Ok, try again :-) https://github.com/atari800/atari800/compare/master...dmsc:atari800:try-fix-79

I tested, and seems to work:

Have Fun!

mikrosk commented 5 months ago

Thanks @dmsc, I'll review & test it tonight. If I confirm your implementation, I'm thinking to adapt it similarly as done for this one: https://github.com/atari800/atari800/blob/f1386be491e506de1e6393e587cc236025fbe466/src/cpu.c#L565-L596 i.e. we will have both delays at one place.

Btw my experiments were quite similar but perhaps I was too tired and put ANTIC_xpos + 1 instead of ANTIC_xpos_limit + 1 as the limit so many thanks for your patch.

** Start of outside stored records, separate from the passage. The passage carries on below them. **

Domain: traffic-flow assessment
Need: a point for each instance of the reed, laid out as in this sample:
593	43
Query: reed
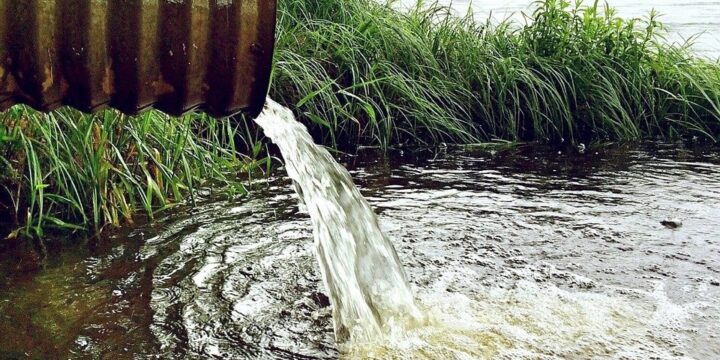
73	172
362	72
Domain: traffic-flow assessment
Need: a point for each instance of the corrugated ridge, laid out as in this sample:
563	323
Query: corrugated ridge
131	54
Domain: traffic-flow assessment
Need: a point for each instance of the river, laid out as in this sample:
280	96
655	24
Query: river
684	19
532	252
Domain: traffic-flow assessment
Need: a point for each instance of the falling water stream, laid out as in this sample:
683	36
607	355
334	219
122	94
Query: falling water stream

dmsc commented 5 months ago

Hi!

I don't think it could be integrated inside the CPU_GO() easily, as you don't control the NMI logic from inside the CPU code, and sharing another state there will be more work (slowing down and complicating the code). As it is now, I think the CPU code is already a mess 😛

After this is solved, I have another proposal: to join the CPU_GO() + CPU_NMI() in a single call, passing the target cycle to the CPU_NMI() function, like this:

/* Triggers a Non-Maskable Interrupt at cycle "limit" */
void CPU_NMI(int limit)
{
    UBYTE S;
    UBYTE data;

    /* Advance the CPU until the limit */
    CPU_GO(limit);

    /* Advance the CPU until the limit */
    CPU_GO(limit);

    /* If last instruction was a taken branch that did not cross a page,
     * we need to delay exactly 1 more cycle for the NMI */
    if(CPU_delay_nmi)
        CPU_GO(limit + 1);

    /* Process the NMI now */
    S = CPU_regS;
    PHW(CPU_regPC);
    PHPB0;
    CPU_SetI;
    CPU_regPC = MEMORY_dGetWordAligned(0xfffa);
    CPU_regS = S;
    ANTIC_xpos += 7; /* handling an interrupt by 6502 takes 7 cycles */
    INC_RET_NESTING;
}

This requieres no modification to any outside code, and will always work independent of the NMI source. With this, you simplify all CPU_NMI() callers by passing the cycle count directly.

Have Fun!

mikrosk commented 5 months ago

@dmsc I have slightly adjusted your patch & fixed the Falcon code. I also like your idea with CPU_NMI, so that is included as well. Once again - thanks for looking into it, now this issue can (hopefully) finally rest.